Inside the box are the original and new objects, storage media, and some reading devices. It also includes conversion tools that were used to migrate the objects as well as software to open and view/use these objects and supporting software all the way down to an operating system; descriptions of the file formats, of the file systems and encodings used on the storage media; and description of all these objects and their relationship to supporting technology and recognised standards.

And yes, an online version is to be provided, while replicas will be available to libraries, archives, science museums and other interested parties. The need will surely grow for it to be augmented on a regular basis as our formats continue to sprout changes and extensions. Anyone who has been using computers for a sufficient time will be aware of how acute this issue can be. I think of the hundreds of articles, reviews and columns I wrote in the 1980s using the now defunct XyWrite program, which began with straight ASCII data formats but gradually changed so that its files were unreadable without the program.
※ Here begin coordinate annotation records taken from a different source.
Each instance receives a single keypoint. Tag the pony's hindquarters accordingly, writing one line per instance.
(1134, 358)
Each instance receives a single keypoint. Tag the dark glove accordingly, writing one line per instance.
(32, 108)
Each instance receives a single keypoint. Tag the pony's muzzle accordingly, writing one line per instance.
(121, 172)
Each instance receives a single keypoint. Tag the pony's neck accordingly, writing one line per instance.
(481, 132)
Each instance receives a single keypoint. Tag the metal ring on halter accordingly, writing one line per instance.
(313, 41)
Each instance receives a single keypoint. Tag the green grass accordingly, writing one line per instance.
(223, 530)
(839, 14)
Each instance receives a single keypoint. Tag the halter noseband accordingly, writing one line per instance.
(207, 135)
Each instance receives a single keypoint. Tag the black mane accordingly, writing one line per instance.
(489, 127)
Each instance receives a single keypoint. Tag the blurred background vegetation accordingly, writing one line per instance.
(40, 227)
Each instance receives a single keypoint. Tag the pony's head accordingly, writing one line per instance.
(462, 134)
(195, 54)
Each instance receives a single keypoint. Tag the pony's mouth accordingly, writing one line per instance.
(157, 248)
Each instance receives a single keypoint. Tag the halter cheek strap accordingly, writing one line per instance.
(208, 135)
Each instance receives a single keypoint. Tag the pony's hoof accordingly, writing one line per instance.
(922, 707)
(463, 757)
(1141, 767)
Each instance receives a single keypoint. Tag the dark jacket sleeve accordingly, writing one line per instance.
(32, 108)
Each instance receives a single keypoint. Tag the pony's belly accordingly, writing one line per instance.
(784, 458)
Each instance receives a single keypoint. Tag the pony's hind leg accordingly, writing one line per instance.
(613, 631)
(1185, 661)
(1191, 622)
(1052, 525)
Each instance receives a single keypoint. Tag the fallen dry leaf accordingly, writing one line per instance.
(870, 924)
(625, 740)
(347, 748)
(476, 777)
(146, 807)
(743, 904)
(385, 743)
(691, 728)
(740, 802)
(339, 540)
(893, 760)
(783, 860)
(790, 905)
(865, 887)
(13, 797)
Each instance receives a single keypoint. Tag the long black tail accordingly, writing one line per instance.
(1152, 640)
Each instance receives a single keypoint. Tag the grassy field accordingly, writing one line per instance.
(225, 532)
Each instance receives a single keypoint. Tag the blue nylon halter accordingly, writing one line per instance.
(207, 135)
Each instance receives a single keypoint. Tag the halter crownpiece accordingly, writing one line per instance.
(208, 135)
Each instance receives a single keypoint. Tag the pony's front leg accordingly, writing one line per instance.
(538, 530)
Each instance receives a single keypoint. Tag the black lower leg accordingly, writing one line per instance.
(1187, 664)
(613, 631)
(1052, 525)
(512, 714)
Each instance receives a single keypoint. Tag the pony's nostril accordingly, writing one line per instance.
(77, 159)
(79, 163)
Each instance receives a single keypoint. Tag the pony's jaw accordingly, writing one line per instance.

I would have to locate some very old software if I had a need to get into the digital versions of all this work today.

For more about the Planets project, you can download a brochure here. I notice that it’s in the baleful PDF format, all but universal for the dissemination of scientific papers, yet balky and bloated and forever at the mercy of Adobe. Every digital ‘upgrade’ has its advantages, or at least most of them do, and getting the most out of our data is in the hands of good coders, but as our bits and bytes head inexorably into the future, we’d better hope that data preservation eventually becomes built into every operating system we run on our machines, and that the future web of interconnections keeps the knowledge of past formats always at hand.